The cell Will had put Warren in was not much larger than the room that the killer called home-a hovel compared to Emma Campano's palatial bedroom with its professionally designed throw pillows and giant television. Will had been struck by the sense of loneliness he'd felt as he went through the younger man's meager belongings. The neatly stacked CDs and DVDs, the carefully arranged sock drawer and color-coded hanging clothes, all reminded Will of a life he could have just as easily lived himself. The heady sense of freedom he'd felt at eighteen, out in the world on his own for the first time, had quickly been replaced by panic. The state did not exactly teach you to fend for yourself. You learned from a very young age to accept whatever they gave you and not ask for more. It was through sheer luck that Will had ended up working for the state. With his problems, he did not know what other job he was qualified to do.
Warren must have been in a similar position. According to his personnel record at the Copy Right, Warren Grier had worked there since dropping out of high school. Over the last twelve years, he had been promoted to the position of manager. Still, he only made around sixteen thousand dollars a year. He could've afforded a nicer place than the one-room dive on Ashby Street, but living below his means must have given Warren some sense of safety. Besides, it wasn't as if he could fill out an application to get a nicer apartment. If he lost the Copy Right position, how would he go about looking for a new job? How could he fill out an employment application? How could he bear the humiliation of telling a stranger that he could barely read?
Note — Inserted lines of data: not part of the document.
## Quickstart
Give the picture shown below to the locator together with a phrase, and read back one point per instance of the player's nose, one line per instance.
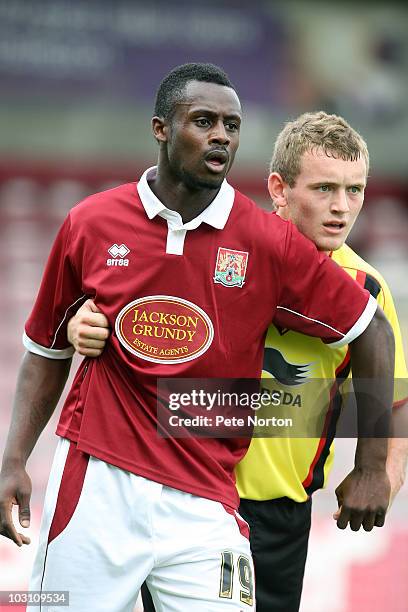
(339, 202)
(219, 134)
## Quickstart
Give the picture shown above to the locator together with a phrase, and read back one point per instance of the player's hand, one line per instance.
(396, 474)
(15, 490)
(88, 330)
(363, 499)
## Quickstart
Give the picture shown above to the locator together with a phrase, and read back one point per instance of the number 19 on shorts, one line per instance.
(245, 576)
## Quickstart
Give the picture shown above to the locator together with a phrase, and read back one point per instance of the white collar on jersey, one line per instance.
(216, 214)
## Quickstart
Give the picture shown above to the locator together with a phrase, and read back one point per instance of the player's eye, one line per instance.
(232, 126)
(202, 122)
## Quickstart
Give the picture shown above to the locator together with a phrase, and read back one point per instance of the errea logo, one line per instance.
(118, 255)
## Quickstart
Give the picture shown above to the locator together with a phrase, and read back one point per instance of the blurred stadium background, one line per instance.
(77, 82)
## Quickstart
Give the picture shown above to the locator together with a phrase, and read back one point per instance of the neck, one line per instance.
(176, 195)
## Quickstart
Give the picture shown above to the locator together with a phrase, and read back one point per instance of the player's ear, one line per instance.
(160, 128)
(277, 188)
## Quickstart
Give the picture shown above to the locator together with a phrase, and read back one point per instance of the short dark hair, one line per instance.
(171, 89)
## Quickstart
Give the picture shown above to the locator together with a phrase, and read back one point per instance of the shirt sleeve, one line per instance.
(317, 297)
(59, 296)
(401, 374)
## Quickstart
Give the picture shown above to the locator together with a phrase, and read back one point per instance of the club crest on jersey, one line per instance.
(118, 255)
(230, 267)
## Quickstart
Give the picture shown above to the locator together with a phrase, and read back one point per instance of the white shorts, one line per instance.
(104, 531)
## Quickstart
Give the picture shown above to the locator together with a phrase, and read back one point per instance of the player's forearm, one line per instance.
(372, 356)
(398, 449)
(39, 387)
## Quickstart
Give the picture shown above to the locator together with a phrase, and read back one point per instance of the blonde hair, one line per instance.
(313, 131)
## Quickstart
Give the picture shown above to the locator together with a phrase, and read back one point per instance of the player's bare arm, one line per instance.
(365, 493)
(39, 386)
(398, 449)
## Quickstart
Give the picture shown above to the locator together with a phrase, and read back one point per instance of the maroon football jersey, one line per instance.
(183, 300)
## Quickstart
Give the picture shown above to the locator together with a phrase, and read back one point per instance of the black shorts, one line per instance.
(279, 538)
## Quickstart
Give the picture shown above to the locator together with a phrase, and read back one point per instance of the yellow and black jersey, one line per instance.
(296, 467)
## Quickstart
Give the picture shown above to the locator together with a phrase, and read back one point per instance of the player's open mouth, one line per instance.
(334, 226)
(216, 160)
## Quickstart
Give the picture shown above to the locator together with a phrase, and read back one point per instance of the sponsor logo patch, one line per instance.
(164, 329)
(230, 267)
(118, 254)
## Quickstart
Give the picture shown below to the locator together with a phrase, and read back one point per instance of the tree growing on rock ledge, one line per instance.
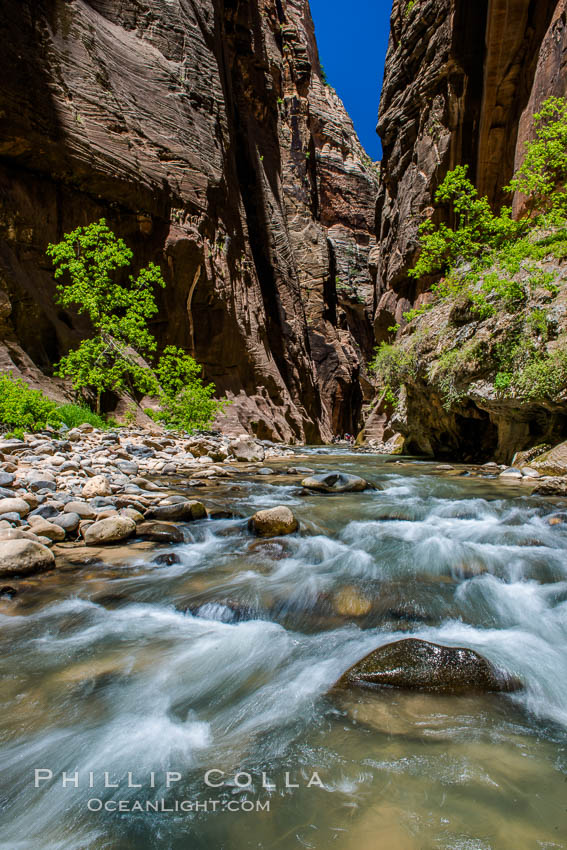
(89, 266)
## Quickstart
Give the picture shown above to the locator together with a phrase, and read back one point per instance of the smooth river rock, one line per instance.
(14, 506)
(273, 522)
(109, 530)
(24, 557)
(335, 482)
(99, 485)
(415, 664)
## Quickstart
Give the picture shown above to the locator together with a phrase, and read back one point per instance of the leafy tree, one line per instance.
(543, 173)
(22, 408)
(88, 263)
(476, 227)
(185, 401)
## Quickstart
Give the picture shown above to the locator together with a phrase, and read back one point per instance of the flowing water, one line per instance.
(223, 662)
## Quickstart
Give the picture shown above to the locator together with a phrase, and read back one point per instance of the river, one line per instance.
(216, 668)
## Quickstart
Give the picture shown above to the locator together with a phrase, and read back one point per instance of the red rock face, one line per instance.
(462, 81)
(203, 133)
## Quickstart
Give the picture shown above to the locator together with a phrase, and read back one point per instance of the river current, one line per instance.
(216, 669)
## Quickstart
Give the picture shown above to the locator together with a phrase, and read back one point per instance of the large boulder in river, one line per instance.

Without his job, Warren couldn't pay his rent, couldn't buy food, clothes. There was no family to fall back on and as far as the state was concerned, their responsibility had ended when Warren had turned eighteen. He was completely and totally on his own.
The Copy Right had been the only thing standing between Warren Grier and homelessness. Will felt his own stomach clench in a sense of shared fear. If not for having Angie Polaski in his life, how close to Warren Grier's meager existence would Will be?